Der Auffassung vom Pferd als sensibles und selbst-bestimmtes Wesen stehen jedoch Vorfälle, die in den Medien Furore machten, diametral entgegen. Zuletzt war es der dänische Weltklasse-Dressurreiter Andreas Helgstrand, der in Verruf geriet. In dessen Handelsstall waren während verdeckten Filmaufnahmen Pferde zu sehen, die so brutal trainiert wurden, dass sie aus dem Maul und an den Flanken bluteten. Ein würdevoller und dem Wohlergehen zuträglicher Umgang mit Pferden sieht anders aus. Doch wie genau?
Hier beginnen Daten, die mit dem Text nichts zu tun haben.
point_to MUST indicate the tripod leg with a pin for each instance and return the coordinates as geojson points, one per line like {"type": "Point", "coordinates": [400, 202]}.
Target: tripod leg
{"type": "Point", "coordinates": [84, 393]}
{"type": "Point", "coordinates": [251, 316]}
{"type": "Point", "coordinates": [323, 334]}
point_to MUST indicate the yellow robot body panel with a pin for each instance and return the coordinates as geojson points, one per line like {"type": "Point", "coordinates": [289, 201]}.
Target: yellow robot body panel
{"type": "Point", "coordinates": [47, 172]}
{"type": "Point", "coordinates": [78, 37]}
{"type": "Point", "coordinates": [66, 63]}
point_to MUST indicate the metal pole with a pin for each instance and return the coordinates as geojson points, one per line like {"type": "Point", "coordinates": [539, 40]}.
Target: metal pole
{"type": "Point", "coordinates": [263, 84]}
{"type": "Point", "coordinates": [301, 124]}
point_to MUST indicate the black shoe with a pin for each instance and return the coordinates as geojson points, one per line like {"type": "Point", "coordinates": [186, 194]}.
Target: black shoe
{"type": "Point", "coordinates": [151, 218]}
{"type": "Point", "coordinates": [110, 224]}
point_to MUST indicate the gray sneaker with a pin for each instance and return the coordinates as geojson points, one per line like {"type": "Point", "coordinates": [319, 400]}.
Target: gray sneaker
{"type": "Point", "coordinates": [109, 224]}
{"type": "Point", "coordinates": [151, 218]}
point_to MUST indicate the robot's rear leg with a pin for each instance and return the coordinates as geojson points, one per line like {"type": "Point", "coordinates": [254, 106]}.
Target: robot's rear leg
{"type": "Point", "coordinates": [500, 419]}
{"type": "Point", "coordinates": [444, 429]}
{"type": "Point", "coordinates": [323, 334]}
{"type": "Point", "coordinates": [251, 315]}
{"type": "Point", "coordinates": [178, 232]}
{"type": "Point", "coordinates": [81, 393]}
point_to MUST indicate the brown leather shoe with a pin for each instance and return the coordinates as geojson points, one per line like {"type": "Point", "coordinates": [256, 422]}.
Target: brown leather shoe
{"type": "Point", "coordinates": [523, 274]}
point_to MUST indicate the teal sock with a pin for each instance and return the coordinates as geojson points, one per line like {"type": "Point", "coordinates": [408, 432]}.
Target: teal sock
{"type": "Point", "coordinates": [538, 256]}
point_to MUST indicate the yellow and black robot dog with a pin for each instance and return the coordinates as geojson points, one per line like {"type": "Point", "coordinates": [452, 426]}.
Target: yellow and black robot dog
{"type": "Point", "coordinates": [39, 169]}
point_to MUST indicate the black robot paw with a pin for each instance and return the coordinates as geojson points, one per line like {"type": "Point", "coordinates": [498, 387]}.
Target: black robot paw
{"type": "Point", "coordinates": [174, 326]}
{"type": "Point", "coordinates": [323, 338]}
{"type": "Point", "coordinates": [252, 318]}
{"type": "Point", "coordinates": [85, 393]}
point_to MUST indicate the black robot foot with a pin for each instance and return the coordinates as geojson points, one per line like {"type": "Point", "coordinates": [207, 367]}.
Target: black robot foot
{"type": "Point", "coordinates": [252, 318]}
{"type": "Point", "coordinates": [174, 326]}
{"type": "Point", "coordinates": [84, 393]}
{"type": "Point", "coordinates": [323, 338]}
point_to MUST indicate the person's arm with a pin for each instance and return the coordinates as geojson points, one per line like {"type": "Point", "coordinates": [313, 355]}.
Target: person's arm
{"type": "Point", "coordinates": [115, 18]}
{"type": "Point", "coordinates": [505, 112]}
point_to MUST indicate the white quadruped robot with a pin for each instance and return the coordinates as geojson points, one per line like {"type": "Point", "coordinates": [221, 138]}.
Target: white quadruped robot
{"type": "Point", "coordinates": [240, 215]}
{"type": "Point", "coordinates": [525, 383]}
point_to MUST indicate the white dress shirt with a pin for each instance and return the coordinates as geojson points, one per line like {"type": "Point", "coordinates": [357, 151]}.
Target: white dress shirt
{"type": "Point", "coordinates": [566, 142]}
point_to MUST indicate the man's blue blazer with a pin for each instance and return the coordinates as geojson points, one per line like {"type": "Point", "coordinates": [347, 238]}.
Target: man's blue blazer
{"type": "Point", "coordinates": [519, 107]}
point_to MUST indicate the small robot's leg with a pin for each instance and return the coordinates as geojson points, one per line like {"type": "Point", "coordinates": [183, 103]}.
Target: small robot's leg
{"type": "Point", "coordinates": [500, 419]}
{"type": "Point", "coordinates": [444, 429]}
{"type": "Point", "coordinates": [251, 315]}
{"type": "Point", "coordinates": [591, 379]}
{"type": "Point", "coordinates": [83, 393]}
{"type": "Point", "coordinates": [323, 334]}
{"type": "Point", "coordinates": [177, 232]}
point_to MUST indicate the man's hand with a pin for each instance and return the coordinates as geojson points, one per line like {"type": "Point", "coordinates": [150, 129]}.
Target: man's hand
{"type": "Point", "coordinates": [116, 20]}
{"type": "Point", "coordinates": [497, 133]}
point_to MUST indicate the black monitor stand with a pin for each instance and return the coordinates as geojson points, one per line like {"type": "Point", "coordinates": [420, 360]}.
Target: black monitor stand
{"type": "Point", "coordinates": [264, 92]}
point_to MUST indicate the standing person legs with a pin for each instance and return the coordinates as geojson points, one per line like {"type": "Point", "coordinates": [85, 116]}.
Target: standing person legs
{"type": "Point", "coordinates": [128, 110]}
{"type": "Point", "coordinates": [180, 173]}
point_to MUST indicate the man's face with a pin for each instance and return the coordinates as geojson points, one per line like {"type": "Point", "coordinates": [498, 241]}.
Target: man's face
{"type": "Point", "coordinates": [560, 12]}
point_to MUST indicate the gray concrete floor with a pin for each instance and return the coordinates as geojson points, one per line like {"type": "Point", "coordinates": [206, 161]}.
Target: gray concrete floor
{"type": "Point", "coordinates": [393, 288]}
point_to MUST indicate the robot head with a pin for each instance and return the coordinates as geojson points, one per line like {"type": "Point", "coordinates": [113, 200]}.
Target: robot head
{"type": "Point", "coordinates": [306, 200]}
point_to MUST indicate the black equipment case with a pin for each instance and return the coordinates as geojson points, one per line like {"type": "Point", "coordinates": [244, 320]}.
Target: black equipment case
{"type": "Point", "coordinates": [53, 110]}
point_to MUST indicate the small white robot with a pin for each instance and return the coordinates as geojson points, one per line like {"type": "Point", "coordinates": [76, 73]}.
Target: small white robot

Dieser Frage hat Marlitt Wendt ein Buch mit dem Titel «Die Rechte der Pferde. Ein Plädoyer für Tierwohl und Ethik» gewidmet. Darin thematisiert sie das Konfliktfeld, das sich zwischen den Wünschen und Ansprüchen der Menschen und dem Recht der Pferde auf ein artgerechtes Leben auftut. Wendt ist sich mit Heinrich Binder dahingehend einig, dass die Befolgung der Mindestanforderungen, die im Tierschutzgesetz festgehalten sind, noch keine tiergerechte Haltung garantiert. «Es geht nicht nur um das, was die Tierart Pferd mindestens braucht, um sich wohlzufühlen, sondern gerade um das Quäntchen, was das einzelne Individuum zu seiner Persönlichkeitsentfaltung benötigt», so Marlitt Wendt.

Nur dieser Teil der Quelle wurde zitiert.